De idealen van mijn ouders zijn nog steeds mijn idealen. Het was dus geen verrassing dat ik eerst in het onderwijs terecht kwam en later in de politiek. Na mijn studie werd ik eerst lerares Nederlands, maar er was een overschot aan docenten en zo kwam ik terecht in functies op het raakvlak van onderwijs en arbeid. In die wereld ontmoette ik al snel mensen die me de weg wezen naar de actieve politiek. Ik was al vanaf 1975 lid van de PvdA maar pas in 1994 kwam ik aan het Binnenhof terecht, als politiek assistent van staatssecretaris Tineke Netelenbos, daarna van fractievoorzitter Ad Melkert.
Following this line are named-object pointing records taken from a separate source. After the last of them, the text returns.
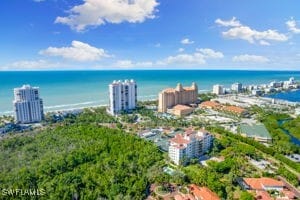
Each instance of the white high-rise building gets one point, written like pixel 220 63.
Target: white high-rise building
pixel 192 144
pixel 237 87
pixel 28 106
pixel 218 89
pixel 122 96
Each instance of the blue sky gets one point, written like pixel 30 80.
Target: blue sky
pixel 149 34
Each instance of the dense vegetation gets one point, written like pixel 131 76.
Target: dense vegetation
pixel 293 126
pixel 78 161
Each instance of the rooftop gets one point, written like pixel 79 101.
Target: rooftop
pixel 203 193
pixel 260 183
pixel 255 130
pixel 181 107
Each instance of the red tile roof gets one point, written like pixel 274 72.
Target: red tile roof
pixel 203 193
pixel 263 195
pixel 234 109
pixel 210 104
pixel 259 183
pixel 178 139
pixel 181 107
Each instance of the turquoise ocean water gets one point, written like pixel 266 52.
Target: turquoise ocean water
pixel 76 89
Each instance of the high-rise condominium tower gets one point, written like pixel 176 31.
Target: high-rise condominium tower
pixel 122 96
pixel 28 106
In 2001 werd ik zelf Kamerlid en vijf jaar later werd ik gekozen tot voorzitter van de Kamer.
In die functie hechtte ik er veel waarde aan mijn medewerkers te kennen, te weten wat hen bezighield, wat zij van hun eigen werk en dat van de Tweede Kamer vonden en te horen hoe ze dachten dat het beter kon. Als Kamervoorzitter stond ik buiten de formele medezeggenschapstructuur. Dat was de verantwoordelijkheid van de Griffier. Maar ik vond de gesprekken met de medewerkers van de Kamer altijd zeer zinvol. Zij gaven zeer verstandige feedback. Op mijn eigen optreden, (voorzitter u moet veel strenger zijn) , maar ook op het beeld dat de buitenwereld heeft van de Kamer( mensen houden niet van al dat geruzie). Toen de Kamer ging reflecteren op haar eigen functioneren sprak voor mij vanzelf dat ik ook de medewerkers van de Kamer en de fracties bij dat proces zou betrekken.
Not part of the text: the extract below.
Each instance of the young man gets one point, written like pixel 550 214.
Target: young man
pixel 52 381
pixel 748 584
Toen ik stopte als voorzitter wilde ik vooral werkzaamheden vervullen in het algemeen belang. Ik kreeg het verzoek van een aantal belangenorganisaties uit de medezeggenschap om ambassadeur participatie en medezeggenschap te worden. Ik heb het verzoek geaccepteerd omdat ik medezeggenschap zeer de moeite waard vind. Het blijkt in de praktijk vaak moeilijk om medewerkers enthousiast te maken om zich te kandideren voor de OR of de MR. Vooral jonge mensen voelen zich niet aangetrokken tot het formele vergadercircuit. Dat is jammer want juist jonge en nieuwe medewerkers kunnen met hun frisse blik bijdragen aan de ontwikkeling, innovatie van de organisatie. Het verzoek om ambassadeur te worden kwam ongeveer tegelijk met de opheffing van het GBIO en het verdwijnen van de subsidieregeling die het onderwijs aan ondernemingsraden ondersteunde. Ik meen uit eigen waarneming een ontwikkeling te zien dat or-en zich minder dan voorheen laten scholen. Dat lijkt me een ongewenst effect in een tijd waarin grote veranderingen een goed overleg tussen werkgevers en werknemers noodzakelijk maakt.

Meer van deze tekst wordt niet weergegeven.